As the top employer in the US, Walmart knows the importance of innovating to maintain or gain market share. Over the past few years, Walmart China has made significant investments in technological partners, including China’s second largest eCommerce company, JD.com. This strategic alliance allows them to offer their products through a platform that saw 352 million active users in the last quarter of 2018. In addition to eCommerce, Walmart China is focusing on last mile delivery, as fleets of eBikes bring products directly to the door of consumers, with a delivery time guarantee of under an hour.
Blockchain is the latest attempt to improve the online-to-offline (o2o) customer experience.
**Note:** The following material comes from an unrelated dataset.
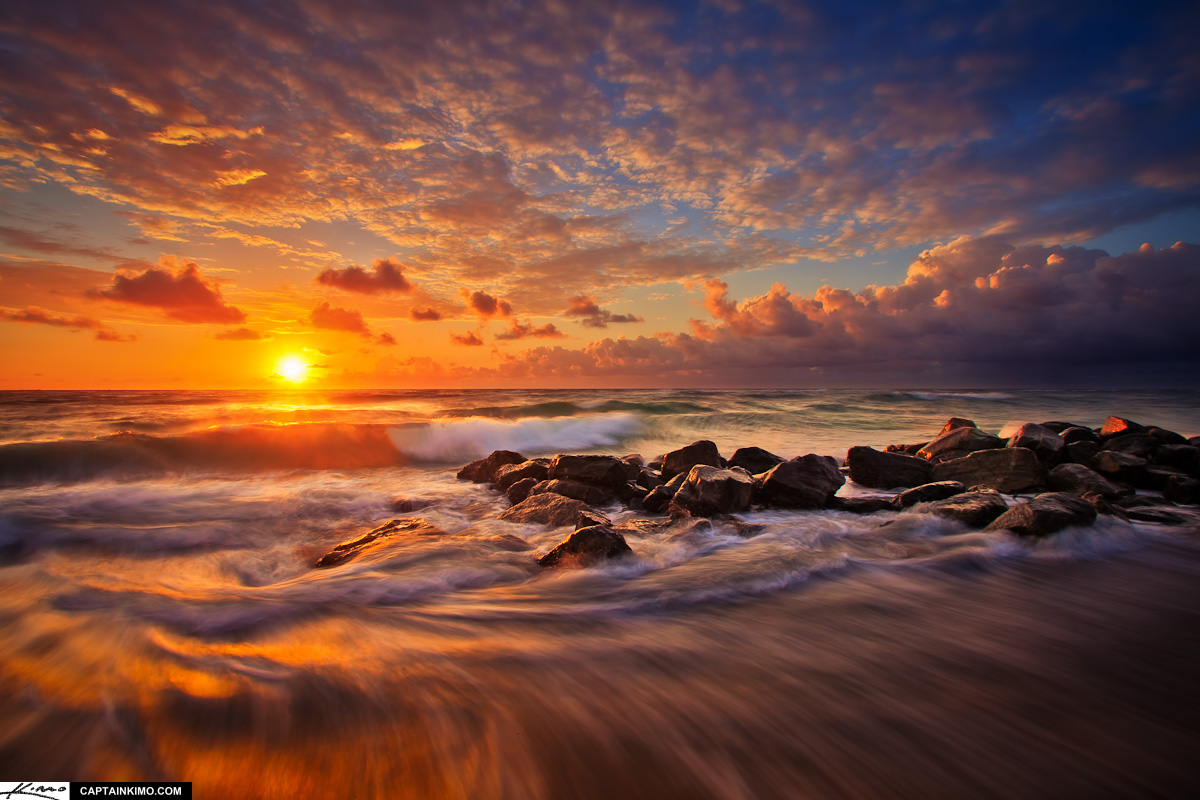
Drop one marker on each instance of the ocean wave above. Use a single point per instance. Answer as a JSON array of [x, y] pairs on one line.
[[460, 440]]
Customers browsing the physical stores are now able to scan food items using WeChat, to learn more about the products they are considering. Walmart-China recognizes the importance of this, as a joint industry report (JD.com and Walmart) in 2018 highlighted the fact that “product quality” was the most sought after trend, edging out “convenience” and “value for money” in a survey of Chinese consumers. This makes the VeChain-powered solution an integral part of their core business offering, as having verified data about products will make their goods much more attractive.
Long-term, it’s not unreasonable to expect nearly all food products to have their own unique data that consumers can view and provide feedback on when shopping both online or in physical stores. QR codes have essentially replaced cash in modern China, and their power to convey information gives blockchain a fully developed infrastructure to build on. This is an area Walmart and VeChain are primed to take advantage of as they continue to innovate and empower consumers.
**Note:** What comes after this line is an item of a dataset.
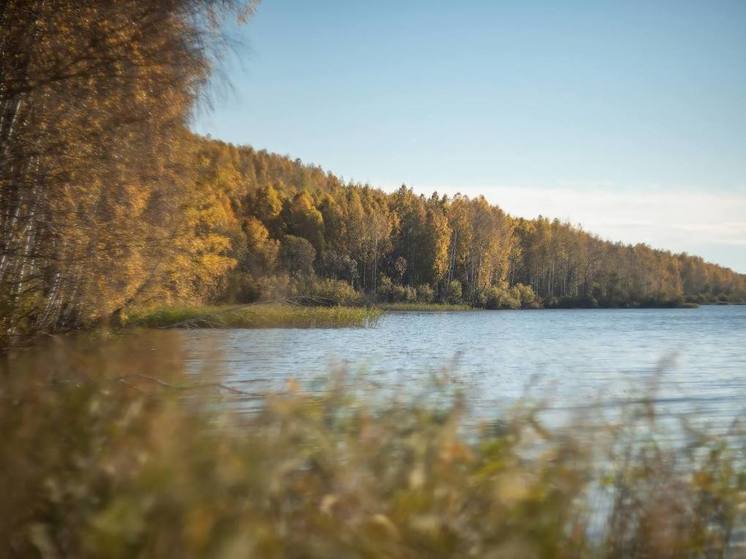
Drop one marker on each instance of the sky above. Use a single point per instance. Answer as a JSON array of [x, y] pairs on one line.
[[628, 118]]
This is an updating story – we will update as more info becomes available.
Tuesday, June 25th – Wal-mart China announced the creation of a Blockchain Food Safety and Traceability Platform alongside partners VeChain, PwC, China Chain Store and Franchise Association (CCFA), Kerchin, and various other food producers. Wal-Mart will use VeChain’s blockchain technology to verify products along the supply chain, increasing consumer trust. Customers will be able to scan products directly through WeChat as they browse products in stores.
This product, scannable with WeChat – gives customers vital product info
The announcement of the Walmart China Blockchain Traceability Platform came with the introduction of the first batch of 23 product lines that have been tested and launched on the Platform. The Platform is expected to scale by another 100 product lines by the end of the year covering more than 10 product categories including fresh meat product, rice, mushrooms, cooking oil, etc. It is expected that the Walmart traceability system will see traceable fresh meat account for 50% of the total sales of packaged fresh meat, traceable vegetables will account for 40% of the total sales of packaged vegetables, traceable seafood will account for 12.5% of the total sales of seafood by the end of 2020.
Wal-mart hosting the announcement ceremony.
The announcement was closely followed by some very important organizations in China. The ceremony saw VeChain COO Kevin Feng sitting next to a member of the China Academy of Information and Communications Technology, an organization directly under the Ministry of Information and Industry Technology, the top bureau in charge of key technology policies in China.
“Food Safety is at Wal-Mart”
Rice tracked via VeChain
Wal-Mart VeChain, and other partners at the ceremony
Wal-Mart China has a large national chain with over 400 stores nationwide. After heavily investing in e-commerce, curbside pickup, and home delivery platforms in 2018, they are planning to open 30-40 new stores each year. Focusing on food safety is an important area in China, where the government is keen to reduce the number of scandals and become a leader in this field.